Over the years, I only sometimes remembered my calling. I edited a legal journal and did my own writing on the side. Then I managed a rustic resort in the Caribbean and wrote when the guests did not need me. Other responsibilities got in the way of becoming a teacher. But then I decided to prioritize my writing and seek an MFA at the New School. As I was writing my thesis in creative nonfiction, it occurred to me to propose a course on different ways to write illness narratives. The New School said yes.
That was ten years ago, and my days filled with writing, coaching, and teaching make me feel extraordinarily lucky.
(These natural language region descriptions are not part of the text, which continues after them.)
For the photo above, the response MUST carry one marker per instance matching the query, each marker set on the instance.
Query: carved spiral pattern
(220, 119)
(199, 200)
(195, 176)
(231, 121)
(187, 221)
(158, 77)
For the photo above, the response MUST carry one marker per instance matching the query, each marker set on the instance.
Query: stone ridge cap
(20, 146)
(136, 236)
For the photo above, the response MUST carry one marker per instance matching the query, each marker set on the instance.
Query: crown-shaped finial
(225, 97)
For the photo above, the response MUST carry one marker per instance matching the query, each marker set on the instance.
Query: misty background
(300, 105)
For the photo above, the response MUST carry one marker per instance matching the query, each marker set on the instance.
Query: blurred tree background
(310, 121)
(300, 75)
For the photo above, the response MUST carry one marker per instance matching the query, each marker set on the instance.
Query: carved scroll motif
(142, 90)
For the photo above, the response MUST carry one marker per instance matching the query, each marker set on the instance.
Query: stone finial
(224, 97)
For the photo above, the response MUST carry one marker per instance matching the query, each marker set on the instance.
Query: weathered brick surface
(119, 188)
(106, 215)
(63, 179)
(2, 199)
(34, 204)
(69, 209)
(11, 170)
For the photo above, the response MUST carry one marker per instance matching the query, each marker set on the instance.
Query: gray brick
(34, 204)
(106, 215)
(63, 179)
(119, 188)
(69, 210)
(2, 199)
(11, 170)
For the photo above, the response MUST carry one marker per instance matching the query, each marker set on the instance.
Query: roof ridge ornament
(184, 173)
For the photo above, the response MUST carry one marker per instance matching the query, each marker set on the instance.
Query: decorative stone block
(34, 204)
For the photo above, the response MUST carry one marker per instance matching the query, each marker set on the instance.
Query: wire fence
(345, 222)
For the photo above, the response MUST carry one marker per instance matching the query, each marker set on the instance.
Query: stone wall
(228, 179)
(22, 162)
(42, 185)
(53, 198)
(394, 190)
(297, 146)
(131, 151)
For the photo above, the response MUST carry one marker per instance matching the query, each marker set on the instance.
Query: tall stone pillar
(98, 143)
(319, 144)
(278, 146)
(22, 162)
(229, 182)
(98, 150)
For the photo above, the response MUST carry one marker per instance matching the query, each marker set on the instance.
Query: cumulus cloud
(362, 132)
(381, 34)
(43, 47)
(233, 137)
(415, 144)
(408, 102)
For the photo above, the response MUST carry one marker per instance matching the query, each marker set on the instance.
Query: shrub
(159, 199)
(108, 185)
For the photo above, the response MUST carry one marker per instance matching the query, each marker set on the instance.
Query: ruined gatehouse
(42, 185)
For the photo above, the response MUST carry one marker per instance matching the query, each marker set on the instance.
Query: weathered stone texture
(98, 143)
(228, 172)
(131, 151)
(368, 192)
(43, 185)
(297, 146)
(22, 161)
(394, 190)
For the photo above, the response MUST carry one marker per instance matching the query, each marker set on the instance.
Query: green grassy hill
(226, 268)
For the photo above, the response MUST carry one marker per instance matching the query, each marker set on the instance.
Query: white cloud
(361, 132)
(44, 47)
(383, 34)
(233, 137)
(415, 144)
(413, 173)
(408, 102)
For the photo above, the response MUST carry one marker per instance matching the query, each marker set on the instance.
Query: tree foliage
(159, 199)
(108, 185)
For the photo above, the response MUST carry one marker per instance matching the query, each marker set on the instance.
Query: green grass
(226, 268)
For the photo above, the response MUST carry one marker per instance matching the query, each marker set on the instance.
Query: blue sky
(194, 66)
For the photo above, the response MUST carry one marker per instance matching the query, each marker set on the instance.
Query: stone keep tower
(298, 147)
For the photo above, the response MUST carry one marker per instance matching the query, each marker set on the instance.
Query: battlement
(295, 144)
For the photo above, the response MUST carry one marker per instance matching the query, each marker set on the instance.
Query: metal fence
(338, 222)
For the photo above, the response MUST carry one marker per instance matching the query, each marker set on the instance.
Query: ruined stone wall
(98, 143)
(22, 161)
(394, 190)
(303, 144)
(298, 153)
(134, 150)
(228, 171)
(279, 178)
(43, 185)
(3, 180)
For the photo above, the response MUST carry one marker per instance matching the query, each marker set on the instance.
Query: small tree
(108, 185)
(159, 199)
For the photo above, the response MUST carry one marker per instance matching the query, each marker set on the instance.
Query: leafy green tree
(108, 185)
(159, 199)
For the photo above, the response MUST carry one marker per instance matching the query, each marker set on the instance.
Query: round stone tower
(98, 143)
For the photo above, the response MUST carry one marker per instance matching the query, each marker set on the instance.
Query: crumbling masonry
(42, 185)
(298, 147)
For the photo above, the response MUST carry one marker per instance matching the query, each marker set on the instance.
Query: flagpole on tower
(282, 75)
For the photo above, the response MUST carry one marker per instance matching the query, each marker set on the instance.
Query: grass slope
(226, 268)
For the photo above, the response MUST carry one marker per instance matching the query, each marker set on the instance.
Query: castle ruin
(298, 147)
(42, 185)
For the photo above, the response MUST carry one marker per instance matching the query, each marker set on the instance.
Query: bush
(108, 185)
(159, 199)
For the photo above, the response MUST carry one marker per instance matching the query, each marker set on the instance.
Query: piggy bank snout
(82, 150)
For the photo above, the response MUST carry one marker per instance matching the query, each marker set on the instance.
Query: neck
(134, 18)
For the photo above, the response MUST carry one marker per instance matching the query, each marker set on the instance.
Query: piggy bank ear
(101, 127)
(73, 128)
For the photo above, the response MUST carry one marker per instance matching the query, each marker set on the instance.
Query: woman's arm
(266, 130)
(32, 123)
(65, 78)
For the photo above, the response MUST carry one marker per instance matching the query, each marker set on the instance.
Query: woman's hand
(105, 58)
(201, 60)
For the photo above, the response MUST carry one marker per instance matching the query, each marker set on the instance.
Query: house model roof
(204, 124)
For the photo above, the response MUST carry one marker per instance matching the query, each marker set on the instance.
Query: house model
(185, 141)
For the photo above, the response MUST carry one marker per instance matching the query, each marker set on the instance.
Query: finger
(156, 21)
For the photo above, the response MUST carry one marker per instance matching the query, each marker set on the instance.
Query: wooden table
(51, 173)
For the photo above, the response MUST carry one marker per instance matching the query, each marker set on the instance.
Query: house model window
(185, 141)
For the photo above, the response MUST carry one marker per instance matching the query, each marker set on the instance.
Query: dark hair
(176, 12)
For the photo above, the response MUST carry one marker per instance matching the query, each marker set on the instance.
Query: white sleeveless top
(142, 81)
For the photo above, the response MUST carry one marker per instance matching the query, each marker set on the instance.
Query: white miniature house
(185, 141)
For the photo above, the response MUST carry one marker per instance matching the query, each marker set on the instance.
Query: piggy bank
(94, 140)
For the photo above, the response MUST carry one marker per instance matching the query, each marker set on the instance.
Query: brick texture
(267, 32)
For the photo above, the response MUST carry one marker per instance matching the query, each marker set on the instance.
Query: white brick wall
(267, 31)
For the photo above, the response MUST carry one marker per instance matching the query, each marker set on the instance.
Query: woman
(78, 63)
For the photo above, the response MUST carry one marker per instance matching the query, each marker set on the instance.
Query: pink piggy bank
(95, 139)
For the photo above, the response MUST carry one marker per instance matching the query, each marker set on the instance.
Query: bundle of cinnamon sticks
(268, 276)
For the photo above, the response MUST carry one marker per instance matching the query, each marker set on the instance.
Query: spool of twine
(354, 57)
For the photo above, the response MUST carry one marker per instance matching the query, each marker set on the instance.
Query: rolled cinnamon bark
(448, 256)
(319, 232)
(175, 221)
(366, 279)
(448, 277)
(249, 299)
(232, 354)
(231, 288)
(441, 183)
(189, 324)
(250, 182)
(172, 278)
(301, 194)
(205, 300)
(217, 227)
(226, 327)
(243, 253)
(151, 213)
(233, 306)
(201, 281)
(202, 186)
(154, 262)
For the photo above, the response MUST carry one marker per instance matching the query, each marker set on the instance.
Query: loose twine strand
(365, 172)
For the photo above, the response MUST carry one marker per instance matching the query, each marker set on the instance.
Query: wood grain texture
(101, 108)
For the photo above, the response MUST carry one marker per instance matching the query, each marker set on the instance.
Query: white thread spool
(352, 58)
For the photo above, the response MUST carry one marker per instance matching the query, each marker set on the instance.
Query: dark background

Working one-on-one with clients teaches me all the time: to listen closely to what’s said and more deeply to what can’t yet be stated; to improvise when a particular approach doesn’t fit; to lubricate the work with laughter; and to think of obstacles as opportunities to go deeper and teach and learn more.
My coaching clients thus far have included a wide range of people:
* a tech expert who thinks visually and needed to come up with a flow-chart to translate the images in his mind into words
*a poet/anthropologist whose memoir in poems about the day his wife slid to her death down a cliff in the Philippines will soon be published ;
* a young man with Asperger Syndrome who likes to write tributes to Fred Rogers;
*a filmmaker whose project, set in Afghanistan, illuminates the space between surveillance and bearing witness;
*another filmmaker who’s writing about her childhood in Japan as the daughter of missionaries and the sense of shock and responsibility that reverberated through her life after she learned about the atomic bomb.
In terms of my own writing, I’m currently researching L.L. Zamenhof, who invented Esperanto (a multi-national language) in 1887, to promote peace among people from different countries. His story will ground my more personal vignettes about communicating and connecting (or failing to connect) with others.
When not coaching or writing, I can be found walking my Scottie on a Brooklyn beach (there are at least three!) or browsing the used books and clothing at one of Housing Works stores or looking for a quiet café with strong coffee.